In the last blog, I mentioned that my “patient” (myself) was experiencing uncharacteristic fatigue and lack of motivation. The regular blood tests showed a normally-functioning thyroid, no anemia and blood sugar regulation within normal parameters. The cholesterol level was slightly high but not significantly changed over the last few years. The total testosterone was within the “normal” range, but the free or “active” testosterone was in the very low part of the range. Remember what I said about testosterone and heart disease? The free or “active” form of Testosterone helps to protect a man’s heart and arteries. Dr. Edward Lichten, M.D. in his “Textbook of Bio-Identical Hormones” states that “scientifically, vitamin D, human growth hormone, thyroxine (T4), and triiodothyronine (T3), DHEA, and testosterone in men and estradiol in women have strong cardio-protective or therapeutic applications”.
What can a 58-year-old male do to increase his testosterone?
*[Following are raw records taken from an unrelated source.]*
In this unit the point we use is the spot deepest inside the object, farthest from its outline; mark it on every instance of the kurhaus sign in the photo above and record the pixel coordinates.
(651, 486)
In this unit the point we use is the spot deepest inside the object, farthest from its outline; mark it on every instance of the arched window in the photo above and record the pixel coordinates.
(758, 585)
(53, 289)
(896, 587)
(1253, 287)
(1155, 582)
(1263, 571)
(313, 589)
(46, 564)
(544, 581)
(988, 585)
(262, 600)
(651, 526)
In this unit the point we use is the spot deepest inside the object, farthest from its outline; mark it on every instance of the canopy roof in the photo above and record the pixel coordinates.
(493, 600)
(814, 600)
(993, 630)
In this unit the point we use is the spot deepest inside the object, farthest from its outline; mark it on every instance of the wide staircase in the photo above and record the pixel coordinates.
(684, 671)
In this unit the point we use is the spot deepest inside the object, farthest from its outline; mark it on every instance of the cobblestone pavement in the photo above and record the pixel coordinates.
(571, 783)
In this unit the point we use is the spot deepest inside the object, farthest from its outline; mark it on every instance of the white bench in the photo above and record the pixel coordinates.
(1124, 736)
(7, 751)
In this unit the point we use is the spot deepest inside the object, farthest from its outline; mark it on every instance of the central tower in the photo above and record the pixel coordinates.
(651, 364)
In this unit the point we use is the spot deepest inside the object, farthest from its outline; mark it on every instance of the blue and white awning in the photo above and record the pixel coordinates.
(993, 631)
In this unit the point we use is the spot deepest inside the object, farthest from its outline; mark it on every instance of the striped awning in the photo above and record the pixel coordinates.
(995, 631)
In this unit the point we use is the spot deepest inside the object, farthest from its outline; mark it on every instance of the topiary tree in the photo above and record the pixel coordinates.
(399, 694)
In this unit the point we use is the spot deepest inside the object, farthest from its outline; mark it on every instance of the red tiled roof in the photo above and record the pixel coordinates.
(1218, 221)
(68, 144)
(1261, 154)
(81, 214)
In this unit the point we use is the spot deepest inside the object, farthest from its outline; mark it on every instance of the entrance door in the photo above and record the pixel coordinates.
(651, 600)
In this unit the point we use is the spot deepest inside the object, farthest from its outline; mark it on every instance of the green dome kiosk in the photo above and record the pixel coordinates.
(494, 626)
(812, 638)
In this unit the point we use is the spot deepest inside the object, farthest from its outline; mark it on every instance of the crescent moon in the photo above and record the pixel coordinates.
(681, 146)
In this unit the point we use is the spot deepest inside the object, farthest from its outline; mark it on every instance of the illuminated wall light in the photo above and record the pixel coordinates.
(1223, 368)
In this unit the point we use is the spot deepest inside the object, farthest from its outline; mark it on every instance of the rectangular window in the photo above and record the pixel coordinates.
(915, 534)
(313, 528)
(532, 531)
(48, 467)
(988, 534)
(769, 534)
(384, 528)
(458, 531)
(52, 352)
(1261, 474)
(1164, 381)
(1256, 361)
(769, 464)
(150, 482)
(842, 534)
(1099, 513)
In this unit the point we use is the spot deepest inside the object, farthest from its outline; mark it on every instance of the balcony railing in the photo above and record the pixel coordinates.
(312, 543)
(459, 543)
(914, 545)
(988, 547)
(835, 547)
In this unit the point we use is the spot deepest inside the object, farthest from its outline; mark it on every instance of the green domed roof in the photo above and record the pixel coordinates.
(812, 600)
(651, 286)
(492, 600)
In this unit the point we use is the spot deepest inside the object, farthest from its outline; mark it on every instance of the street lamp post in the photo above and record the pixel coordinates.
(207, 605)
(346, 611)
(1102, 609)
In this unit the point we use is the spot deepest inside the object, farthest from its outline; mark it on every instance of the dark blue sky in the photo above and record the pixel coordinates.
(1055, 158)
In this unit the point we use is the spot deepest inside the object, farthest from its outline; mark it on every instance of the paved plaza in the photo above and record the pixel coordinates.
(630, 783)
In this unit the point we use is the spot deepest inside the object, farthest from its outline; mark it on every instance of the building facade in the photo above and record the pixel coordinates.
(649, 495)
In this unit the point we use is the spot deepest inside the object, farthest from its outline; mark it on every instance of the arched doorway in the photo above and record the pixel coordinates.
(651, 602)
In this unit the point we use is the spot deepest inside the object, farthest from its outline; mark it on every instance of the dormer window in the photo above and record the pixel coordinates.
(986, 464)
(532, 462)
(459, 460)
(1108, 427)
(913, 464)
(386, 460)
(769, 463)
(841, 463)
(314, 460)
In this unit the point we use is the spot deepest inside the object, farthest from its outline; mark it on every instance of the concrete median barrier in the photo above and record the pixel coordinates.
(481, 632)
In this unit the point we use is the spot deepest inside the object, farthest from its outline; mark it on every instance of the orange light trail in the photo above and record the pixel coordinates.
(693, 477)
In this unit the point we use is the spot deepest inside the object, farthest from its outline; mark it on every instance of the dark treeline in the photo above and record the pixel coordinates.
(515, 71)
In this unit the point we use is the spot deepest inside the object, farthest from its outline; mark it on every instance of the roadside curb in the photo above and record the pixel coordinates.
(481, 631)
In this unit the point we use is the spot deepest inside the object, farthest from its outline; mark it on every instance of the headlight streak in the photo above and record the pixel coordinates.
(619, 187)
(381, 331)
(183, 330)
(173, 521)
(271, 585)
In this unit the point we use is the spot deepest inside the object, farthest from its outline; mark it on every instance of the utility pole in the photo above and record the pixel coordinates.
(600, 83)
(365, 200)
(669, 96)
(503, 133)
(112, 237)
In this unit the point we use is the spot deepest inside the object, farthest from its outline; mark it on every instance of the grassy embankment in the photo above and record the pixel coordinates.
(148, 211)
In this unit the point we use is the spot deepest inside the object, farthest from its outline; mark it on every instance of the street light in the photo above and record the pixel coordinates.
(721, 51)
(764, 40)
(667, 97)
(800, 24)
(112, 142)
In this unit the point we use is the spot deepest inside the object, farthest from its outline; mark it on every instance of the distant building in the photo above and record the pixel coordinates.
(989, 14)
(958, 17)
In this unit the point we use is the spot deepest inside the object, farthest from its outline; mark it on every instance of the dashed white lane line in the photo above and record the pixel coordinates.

Exercise – especially resistance training – tends to increase the testosterone level and the HDL. Reducing fat mass increasing lean muscle mass also reduces the tendency of the body to convert testosterone to estrogen and decreases insulin resistance. It is important for a man’s reproductive health that his body have the correct levels of Zinc, Vitamin E, and certain amino acids (like L-Citrulline and L-Arginine) vitamin C, B vitamins, and magnesium. Certain herbs are reputed to raise the free testosterone level – in particular, Tribulus terrestris and Eurycoma longifolia. Taking the natural precursors to testosterone production may increase levels e.g., DHEA, if it is available. Reducing stress is very important because high levels of cortisol (produced when stressed) suppresses DHEA. In general, I prefer patients to raise their testosterone levels through natural stimulation – rather than immediate testosterone replacement – if at all possible. Read on as I make testosterone stimulation very personal….
In my case, Blood Spot testing (done by finger prick and is a combination of arterial and venous blood) had previously been done in 2012 and was repeated on the same day as the regular blood tests last month. In 2012, the only parameter that was slightly below normal was the Testosterone level. The current test showed a further 30% drop in testosterone and a 56.5% reduction in DHEAS values. The current results show that there are four cardiovascular parameters that are now abnormal: the triglycerides are elevated (20% more than 2012); the HDL or good cholesterol has decreased by 40%; the VLDL (the very bad LDL cholesterol) is elevated as is the insulin level. In addition, the Vitamin D level is also severely low – which is surprising because I routinely take 2000 IU per day.
In a nutshell, it is my contention that most, if not all, of these cardiovascular-related changes are due to a less-than-optimal testosterone and vitamin D level . Unless I take appropriate action, I will become insulin-resistant (Type 2 diabetic) and the mechanisms of arteriosclerosis will continue to increase. Rather than immediately going for Bio-identical testosterone replacement, I will attempt to raise the testosterone level through exercise, stress reduction, weight reduction, nutrient supplementation and so on over the next few months and will report back to you when the tests are repeated in January 2015.